Seine wahre Größe gibt das kleine metallene Gebäude an der Hauensteiner Straße auf den ersten Blick nicht preis. Dafür muss es schon betreten werden, aber das steht nur Roland Schleicher zu. Seit 2019 betreut er die Pegelanlage in Hauenstein am Rhein, einem Ortsteil der Stadt Laufenburg.

Sie ist eine von insgesamt 110 gleicher Anlagen in Baden-Württemberg. In Schleichers Verantwortung liegen 22 Pegelanlagen in den Landkreisen Waldshut, Lörrach, Breisgau-Hochschwarzwald sowie im Stadtkreis Freiburg. Seine Aufgabe: Er ist zuständig für die Funktionstüchtigkeit der hochsensiblen Instrumente, die in den Pegelanlagen vorhanden sind und immer die aktuellen Wasserstände liefern.
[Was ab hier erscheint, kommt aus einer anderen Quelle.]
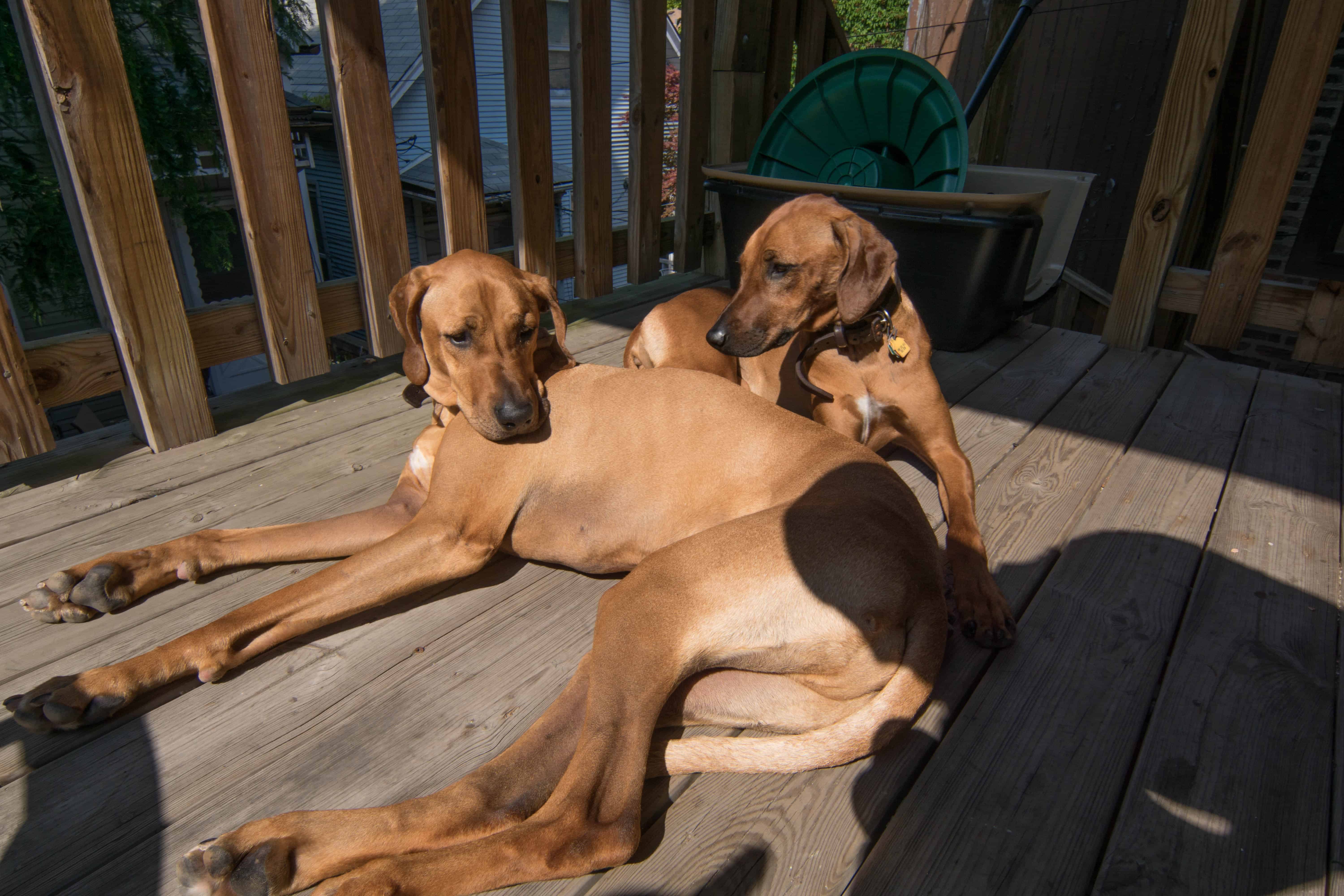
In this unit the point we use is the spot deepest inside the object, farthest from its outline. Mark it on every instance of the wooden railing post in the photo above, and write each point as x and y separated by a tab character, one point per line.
528	95
80	78
591	119
648	108
693	129
812	37
353	42
779	66
24	425
241	46
454	123
1306	47
1193	88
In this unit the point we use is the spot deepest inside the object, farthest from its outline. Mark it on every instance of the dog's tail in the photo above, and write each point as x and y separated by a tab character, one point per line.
855	737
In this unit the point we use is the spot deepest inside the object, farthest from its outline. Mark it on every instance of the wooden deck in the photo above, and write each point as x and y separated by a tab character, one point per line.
1166	527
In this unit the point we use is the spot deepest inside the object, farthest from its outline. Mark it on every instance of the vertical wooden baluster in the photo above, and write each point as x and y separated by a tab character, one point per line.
357	70
455	128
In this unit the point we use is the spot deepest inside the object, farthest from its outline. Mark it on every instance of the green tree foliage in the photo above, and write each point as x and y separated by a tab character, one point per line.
874	23
170	84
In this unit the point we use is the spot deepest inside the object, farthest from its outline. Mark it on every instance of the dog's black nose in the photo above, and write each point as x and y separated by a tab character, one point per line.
513	413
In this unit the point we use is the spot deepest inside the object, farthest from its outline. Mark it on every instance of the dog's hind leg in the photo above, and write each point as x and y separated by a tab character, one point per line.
564	800
299	850
119	579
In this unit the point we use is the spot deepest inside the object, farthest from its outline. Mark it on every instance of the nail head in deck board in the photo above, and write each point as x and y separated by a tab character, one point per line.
693	131
455	131
810	827
1193	86
743	35
24	425
1306	47
225	500
528	105
241	52
648	108
812	26
1322	340
1053	725
75	45
218	776
591	120
123	483
357	70
1230	790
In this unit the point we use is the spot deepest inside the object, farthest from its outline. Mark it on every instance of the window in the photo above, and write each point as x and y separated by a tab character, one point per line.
558	38
315	202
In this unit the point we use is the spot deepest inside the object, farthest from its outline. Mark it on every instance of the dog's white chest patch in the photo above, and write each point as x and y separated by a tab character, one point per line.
421	465
870	412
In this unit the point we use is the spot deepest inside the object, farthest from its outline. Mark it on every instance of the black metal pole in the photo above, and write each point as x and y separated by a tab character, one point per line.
1001	57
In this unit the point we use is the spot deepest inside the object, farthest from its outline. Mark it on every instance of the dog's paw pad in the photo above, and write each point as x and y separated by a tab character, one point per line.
100	589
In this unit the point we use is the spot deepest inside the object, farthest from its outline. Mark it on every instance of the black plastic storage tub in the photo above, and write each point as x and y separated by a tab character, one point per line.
967	275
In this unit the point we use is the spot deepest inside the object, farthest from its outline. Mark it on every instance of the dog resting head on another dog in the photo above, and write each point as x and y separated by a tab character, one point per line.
475	342
811	261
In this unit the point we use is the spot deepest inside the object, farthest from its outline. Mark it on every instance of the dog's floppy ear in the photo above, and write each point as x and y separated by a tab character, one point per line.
405	302
546	345
870	265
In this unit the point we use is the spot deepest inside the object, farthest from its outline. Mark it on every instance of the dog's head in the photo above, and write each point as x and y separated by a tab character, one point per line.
472	326
811	261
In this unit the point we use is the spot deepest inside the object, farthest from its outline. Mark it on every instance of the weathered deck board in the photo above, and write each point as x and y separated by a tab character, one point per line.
1229	795
205	769
994	417
1053	726
144	476
810	832
169	614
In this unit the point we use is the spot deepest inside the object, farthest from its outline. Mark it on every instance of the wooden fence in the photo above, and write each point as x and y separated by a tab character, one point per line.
154	350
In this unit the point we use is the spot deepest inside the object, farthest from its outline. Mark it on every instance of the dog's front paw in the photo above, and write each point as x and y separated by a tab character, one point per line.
982	610
218	868
69	702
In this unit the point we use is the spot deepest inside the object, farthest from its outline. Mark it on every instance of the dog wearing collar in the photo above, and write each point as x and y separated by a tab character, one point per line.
822	327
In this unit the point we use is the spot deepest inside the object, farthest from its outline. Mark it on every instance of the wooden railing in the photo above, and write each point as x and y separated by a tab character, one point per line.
1234	293
154	350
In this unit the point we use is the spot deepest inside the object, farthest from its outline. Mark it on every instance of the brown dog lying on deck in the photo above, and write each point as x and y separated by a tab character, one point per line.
814	265
783	578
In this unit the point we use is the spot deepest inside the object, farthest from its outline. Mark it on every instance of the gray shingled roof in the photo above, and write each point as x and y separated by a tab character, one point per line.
495	163
307	77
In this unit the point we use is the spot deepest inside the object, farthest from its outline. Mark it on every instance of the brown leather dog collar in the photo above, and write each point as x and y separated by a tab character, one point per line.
874	327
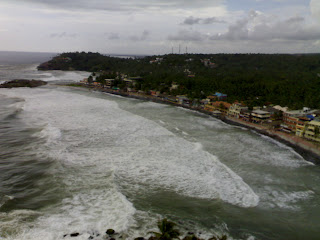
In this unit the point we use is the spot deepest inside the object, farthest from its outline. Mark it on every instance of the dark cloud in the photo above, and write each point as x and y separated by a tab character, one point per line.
113	36
292	29
63	35
144	35
185	35
191	20
126	5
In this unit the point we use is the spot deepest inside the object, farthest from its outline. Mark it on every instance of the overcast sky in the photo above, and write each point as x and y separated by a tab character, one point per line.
157	26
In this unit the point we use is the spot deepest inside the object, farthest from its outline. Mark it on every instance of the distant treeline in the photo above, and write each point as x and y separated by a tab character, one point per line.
257	79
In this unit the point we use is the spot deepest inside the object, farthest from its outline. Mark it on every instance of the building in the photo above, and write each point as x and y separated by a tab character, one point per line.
260	116
301	126
221	106
218	96
174	86
235	110
109	83
291	119
183	100
312	130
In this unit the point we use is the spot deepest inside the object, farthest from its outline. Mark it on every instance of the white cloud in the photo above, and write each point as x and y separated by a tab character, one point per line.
315	9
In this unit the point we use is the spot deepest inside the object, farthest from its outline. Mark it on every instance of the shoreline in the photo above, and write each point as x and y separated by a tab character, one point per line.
305	148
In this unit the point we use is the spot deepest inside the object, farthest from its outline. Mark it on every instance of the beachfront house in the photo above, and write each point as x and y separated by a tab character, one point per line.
260	116
235	110
221	106
218	96
109	83
183	100
302	124
312	131
291	119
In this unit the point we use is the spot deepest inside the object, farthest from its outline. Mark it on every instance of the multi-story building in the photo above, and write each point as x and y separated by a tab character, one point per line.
260	116
235	110
312	130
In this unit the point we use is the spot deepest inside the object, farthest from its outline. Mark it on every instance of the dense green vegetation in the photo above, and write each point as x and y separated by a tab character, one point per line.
288	80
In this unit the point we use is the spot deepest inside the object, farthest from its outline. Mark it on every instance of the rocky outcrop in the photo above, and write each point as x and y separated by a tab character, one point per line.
23	83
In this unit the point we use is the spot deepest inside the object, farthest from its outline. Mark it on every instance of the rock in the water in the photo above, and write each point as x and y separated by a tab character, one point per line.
110	231
23	83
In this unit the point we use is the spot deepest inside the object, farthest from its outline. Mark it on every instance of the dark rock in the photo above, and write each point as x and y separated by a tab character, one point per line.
110	232
22	83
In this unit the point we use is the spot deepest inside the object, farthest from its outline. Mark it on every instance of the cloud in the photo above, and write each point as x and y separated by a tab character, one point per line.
145	34
113	36
256	27
126	5
191	20
185	35
315	9
63	35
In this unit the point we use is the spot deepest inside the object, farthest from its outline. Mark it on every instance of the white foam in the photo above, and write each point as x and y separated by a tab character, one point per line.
285	200
50	133
94	140
139	148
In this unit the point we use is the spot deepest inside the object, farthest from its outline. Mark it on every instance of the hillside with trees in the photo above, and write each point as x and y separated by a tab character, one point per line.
257	79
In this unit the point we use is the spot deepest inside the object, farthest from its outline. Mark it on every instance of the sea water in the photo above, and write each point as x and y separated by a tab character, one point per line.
74	160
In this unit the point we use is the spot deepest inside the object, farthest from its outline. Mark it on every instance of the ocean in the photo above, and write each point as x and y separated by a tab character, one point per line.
76	160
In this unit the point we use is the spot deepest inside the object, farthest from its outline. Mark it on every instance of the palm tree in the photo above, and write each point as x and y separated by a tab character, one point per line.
167	231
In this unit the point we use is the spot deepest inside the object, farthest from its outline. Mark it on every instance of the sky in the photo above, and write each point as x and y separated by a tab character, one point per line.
150	27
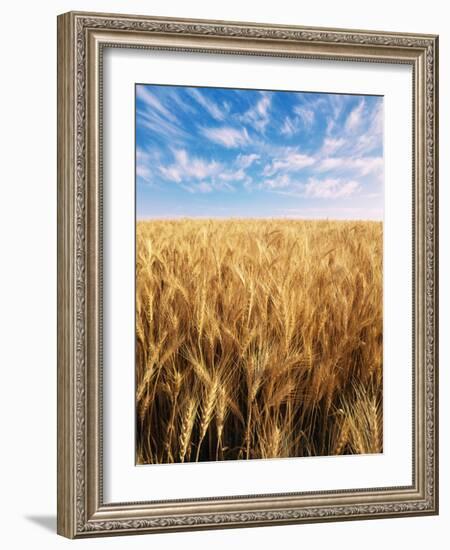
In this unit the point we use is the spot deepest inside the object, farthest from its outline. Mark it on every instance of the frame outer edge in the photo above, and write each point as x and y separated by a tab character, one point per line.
65	279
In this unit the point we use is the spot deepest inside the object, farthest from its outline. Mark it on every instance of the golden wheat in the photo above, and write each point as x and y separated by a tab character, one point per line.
257	339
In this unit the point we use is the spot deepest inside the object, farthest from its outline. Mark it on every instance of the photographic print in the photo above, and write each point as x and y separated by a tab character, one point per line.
259	274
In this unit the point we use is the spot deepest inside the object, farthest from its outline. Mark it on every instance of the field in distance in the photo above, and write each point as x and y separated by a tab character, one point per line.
258	339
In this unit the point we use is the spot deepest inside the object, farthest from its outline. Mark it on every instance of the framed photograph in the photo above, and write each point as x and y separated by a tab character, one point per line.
247	274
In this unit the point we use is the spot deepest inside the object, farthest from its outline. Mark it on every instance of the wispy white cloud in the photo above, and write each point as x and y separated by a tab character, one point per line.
213	109
187	168
305	114
227	136
361	166
354	119
289	160
282	181
237	175
329	188
245	161
289	127
331	145
258	116
162	127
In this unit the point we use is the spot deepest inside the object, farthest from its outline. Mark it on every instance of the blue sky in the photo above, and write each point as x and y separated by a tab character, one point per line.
215	152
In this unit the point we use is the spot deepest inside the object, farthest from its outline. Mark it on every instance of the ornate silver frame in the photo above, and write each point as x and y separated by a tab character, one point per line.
81	38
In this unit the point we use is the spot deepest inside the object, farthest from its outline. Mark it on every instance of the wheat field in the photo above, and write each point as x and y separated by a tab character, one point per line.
258	339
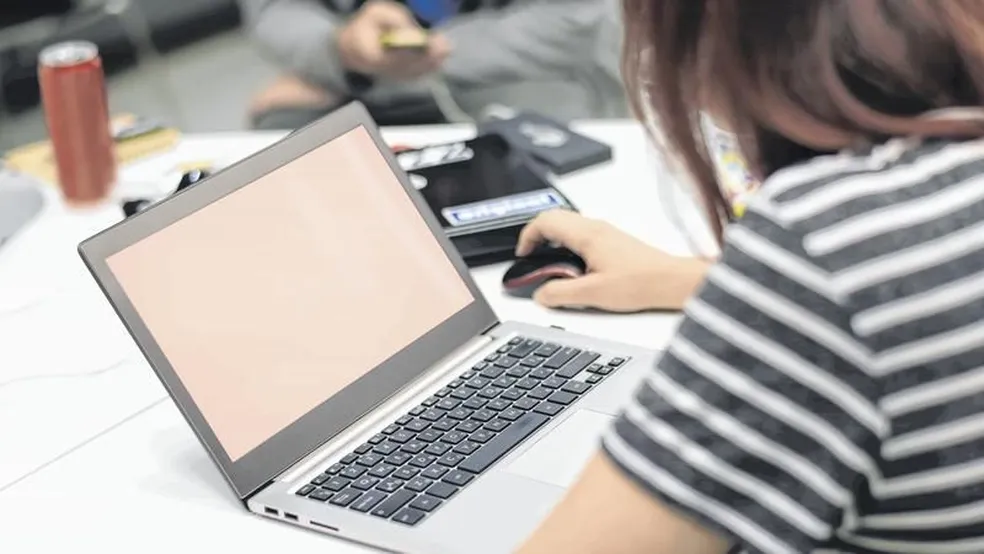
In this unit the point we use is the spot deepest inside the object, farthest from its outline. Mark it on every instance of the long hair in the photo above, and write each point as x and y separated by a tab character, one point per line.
798	78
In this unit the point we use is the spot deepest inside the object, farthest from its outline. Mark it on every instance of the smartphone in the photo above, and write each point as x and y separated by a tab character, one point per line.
415	40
„Es ist wichtig, dass die Anlagen jeden Tag ihre Daten liefern“, erklärt Roland Schleicher. Der gelernte Maschinenbauer hat seinen Dienstsitz in Bad Säckingen. Er ist beim Regierungspräsidium Freiburg (RP), Landesbetrieb Gewässer, Abteilung 5 Umwelt, angestellt. Das RP Freiburg ist für diese Pegelanlagen verantwortlich und liefert die Daten an die Landesanstalt für Umwelt Baden-Württemberg (LUBW), beziehungsweise die Hochwasservorhersagezentrale (HVZ).

Auch Ingenieurbüros sind an diesen Daten interessiert, da oft für neue Baugebiete oder andere Maßnahmen Gutachten erstellt werden müssen. Durch die adäquate Betreuung in der Region des RP Freiburg konnten auch die hohen Wasserstände im Juli 2021 aufgezeichnet werden. Die Bilanz: Ein solches Hochwasser, wie es aufgetreten ist, kommt statistisch nur alle 10 bis 15 Jahre vor.
Eine Pegelanlage liefert kontinuierlich Informationen über Wasserstand und Wassermenge und löst eine Alarmierung bei Hochwasser aus. Darüber hinaus liefert der Pegel Daten über die Häufigkeit von Hoch- und Niedrigwasser für Hochwasserschutz und Flächennutzung – eine segensreiche Einrichtung also, die Leben retten kann. Die Messwerte – Abfluss und Wasserstand – an den Oberflächengewässern können zeitnah über die Hochwasservorhersagezentrale der Landesanstalt für Umwelt aufgerufen werden.
Das RP Freiburg betreut auch Rückhaltemaßnahmen am Oberrhein und konnte durch deren Einsatz im Juli effektiv die Bevölkerung schützen, bis der Rheinpegel abgesenkt war und damit die Schutzdämme entlang der freien Rheinstrecke nördlich der letzten Staustufe bei Iffezheim entlastet waren. „In Baden-Württemberg haben sich die im Rahmen des Integrierten Rheinprogrammes entwickelten Maßnahmen zur Hochwasserminderung im Rhein wieder einmal bewährt“, erklärt Eva Bell, Präsidentin der LUBW.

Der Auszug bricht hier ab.